Brussels is a city that dies on its feet. I have watched it dying for many years now. All that remains is an icy breath wandering among stones that no longer believe in morning. An ancient weariness has settled upon its streets like an everlasting ash, and every dawn resembles the one before, as though time itself had grown too weary to move on. Even the rain seems unclean when it falls upon this city, abandoned by men and, who knows, perhaps already abandoned by God. I often walk through it with a heavy heart. It has become a stranger to itself, like a soul searching for its own face and never finding it again.
The pavements bear their pitiful relics: white, blue, and pink refuse bags, arranged like the miserable shrouds of a kingdom that no longer has the strength to bury its own shame. The wind tears them open, scatters them, drives them against doorways; they split apart and spill their misery, yet no one seems surprised anymore. Eyes pass over them with that quiet indifference which always precedes great ruins. To me, they are the ashes of a civilisation that has ceased to believe in itself.
Wild grasses climb the façades, gather around the lampposts, and creep between the cobblestones with the patience of graves. They advance without anger, without haste. They know that time is on their side. Men surrendered long before they did. One day, perhaps, nothing will remain but their silence.
The houses have become faces without souls. Their windows resemble dead eyes. The walls bear the wrinkles of an old age that no one cares to behold. Even the monuments have lost their majesty. I see them as ancient giants condemned to witness, motionless, the slow decay of their own kingdom. They inspire no reverence now, only an immense pity.
Then comes Brussels South Station. What a strange name, almost a cruel one. One expects light there... instead, one finds an open wound. The air is thick with dust, refuse, weariness, abandonment.
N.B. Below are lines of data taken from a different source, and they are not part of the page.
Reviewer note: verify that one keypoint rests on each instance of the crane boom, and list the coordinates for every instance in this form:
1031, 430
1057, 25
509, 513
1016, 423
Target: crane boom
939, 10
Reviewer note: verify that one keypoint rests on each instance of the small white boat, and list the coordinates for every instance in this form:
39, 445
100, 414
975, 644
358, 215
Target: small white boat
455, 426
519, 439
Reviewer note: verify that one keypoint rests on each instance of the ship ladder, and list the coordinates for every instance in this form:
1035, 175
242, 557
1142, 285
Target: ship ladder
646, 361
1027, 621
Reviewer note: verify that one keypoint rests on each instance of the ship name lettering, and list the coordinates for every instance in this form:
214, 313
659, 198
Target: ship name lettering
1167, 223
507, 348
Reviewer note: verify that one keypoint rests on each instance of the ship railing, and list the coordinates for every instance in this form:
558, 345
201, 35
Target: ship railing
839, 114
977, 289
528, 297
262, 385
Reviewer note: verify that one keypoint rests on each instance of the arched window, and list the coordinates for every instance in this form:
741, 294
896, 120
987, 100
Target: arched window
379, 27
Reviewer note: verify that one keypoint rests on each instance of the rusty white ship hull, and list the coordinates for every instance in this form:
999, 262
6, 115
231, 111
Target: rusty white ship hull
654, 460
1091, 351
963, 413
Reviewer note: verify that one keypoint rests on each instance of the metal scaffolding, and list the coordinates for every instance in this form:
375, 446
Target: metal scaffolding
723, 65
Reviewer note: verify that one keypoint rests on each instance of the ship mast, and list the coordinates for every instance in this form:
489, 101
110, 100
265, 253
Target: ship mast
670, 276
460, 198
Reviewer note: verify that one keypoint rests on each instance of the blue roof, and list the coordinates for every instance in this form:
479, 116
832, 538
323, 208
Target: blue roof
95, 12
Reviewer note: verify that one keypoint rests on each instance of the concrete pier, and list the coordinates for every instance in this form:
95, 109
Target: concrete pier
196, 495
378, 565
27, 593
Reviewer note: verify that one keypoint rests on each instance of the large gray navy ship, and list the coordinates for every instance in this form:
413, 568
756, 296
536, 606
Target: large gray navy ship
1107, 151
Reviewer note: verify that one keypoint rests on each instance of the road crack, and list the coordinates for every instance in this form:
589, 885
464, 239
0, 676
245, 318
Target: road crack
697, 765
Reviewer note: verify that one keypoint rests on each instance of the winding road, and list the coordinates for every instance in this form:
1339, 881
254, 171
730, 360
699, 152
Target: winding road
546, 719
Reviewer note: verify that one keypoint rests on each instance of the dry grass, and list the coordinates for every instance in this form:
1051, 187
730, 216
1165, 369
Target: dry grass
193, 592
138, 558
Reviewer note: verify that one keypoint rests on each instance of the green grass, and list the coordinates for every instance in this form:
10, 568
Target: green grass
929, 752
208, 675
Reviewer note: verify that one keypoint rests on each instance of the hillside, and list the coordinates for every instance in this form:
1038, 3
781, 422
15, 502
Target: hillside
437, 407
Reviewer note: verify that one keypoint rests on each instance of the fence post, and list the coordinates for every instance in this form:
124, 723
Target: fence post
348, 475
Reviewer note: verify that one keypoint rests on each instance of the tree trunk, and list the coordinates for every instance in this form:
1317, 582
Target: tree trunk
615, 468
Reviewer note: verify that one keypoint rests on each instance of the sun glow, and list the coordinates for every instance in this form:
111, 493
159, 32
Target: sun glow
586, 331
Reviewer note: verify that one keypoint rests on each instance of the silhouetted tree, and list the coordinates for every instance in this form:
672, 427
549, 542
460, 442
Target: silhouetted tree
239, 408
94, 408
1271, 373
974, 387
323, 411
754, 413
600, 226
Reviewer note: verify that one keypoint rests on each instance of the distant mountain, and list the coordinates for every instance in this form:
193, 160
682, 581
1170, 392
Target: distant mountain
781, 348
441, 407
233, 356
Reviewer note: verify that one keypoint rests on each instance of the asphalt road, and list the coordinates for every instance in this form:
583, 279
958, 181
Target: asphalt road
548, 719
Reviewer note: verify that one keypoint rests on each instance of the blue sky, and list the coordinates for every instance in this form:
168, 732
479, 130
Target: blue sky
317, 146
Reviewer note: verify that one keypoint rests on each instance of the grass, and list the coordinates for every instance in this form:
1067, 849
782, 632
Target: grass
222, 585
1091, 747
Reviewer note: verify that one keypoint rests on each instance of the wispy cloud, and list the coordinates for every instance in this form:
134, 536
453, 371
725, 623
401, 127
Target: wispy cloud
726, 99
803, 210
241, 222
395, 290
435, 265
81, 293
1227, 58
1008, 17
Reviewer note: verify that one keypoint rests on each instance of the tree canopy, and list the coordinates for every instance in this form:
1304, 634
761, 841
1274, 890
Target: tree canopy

The walls seem to have absorbed every lingering odour of a city that no longer washes itself. Every platform appears to lead, not toward another destination, but toward an even deeper solitude. I always leave it with the feeling that I have crossed not a railway station, but the vestibule of a world slowly dying.
Along these streets walk people who no longer lift their eyes to the sky. Many live among the rubbish as though filth had become the natural order of things. Others laugh at Brussels with the cruelty reserved for an ageing mother of whom one has grown ashamed. They mock its squares, its trees, its stones. Love has vanished... only habit remains. And habit is sometimes sadder than hatred.
Above this slow disintegration reigns a strange stillness. The palaces remain illuminated while the streets grow dark. Promises fall one after another like dead leaves that no one bothers to gather. Intrigues flourish in the corridors of power, clinging to them like mould upon an old house long since shut away. Private interests smother the common good, and inaction has come to resemble a law unto itself. The King remains within his silence, a distant silhouette beyond the iron gates. I would like to believe that he can still hear the heartbeat of this capital. Yet silence has become stronger than the bells.
Even the Royal Park wears a mourning that no one dares to name. They say it cost so much effort and so much gold, yet its paths already breathe abandonment. Dead leaves mingle with litter, the old benches wait for walkers who no longer dare to sit upon them, and the trees raise their branches like weary supplicants beneath a sealed sky. Everything speaks of a beauty that was lost before it could ever be saved.
When night falls, Brussels ceases to be a city; it becomes an unease. Shadows spread like black water through deserted streets. Footsteps quicken. Eyes turn away. Each passer-by carries home a silent fear. Insecurity is no longer an accident; it inhabits these places as mist inhabits the marshes.
Then I look upon this capital with its grey façades, its deserted squares, its statues veiled in the dust of time. At times I feel I am the last person still speaking to it. Others pass without seeing it, as one passes an old grave whose name has long since faded away. Brussels is no longer merely a forgotten city; it is a soul withdrawing into silence, a bell tolling in an empty church, a kingdom dissolving slowly into mud and ashes beneath the distracted gaze of the powerful and the stubborn silence of the heavens. And yet, despite everything, I cannot turn my eyes away from her. One does not abandon what one has loved. One mourns it.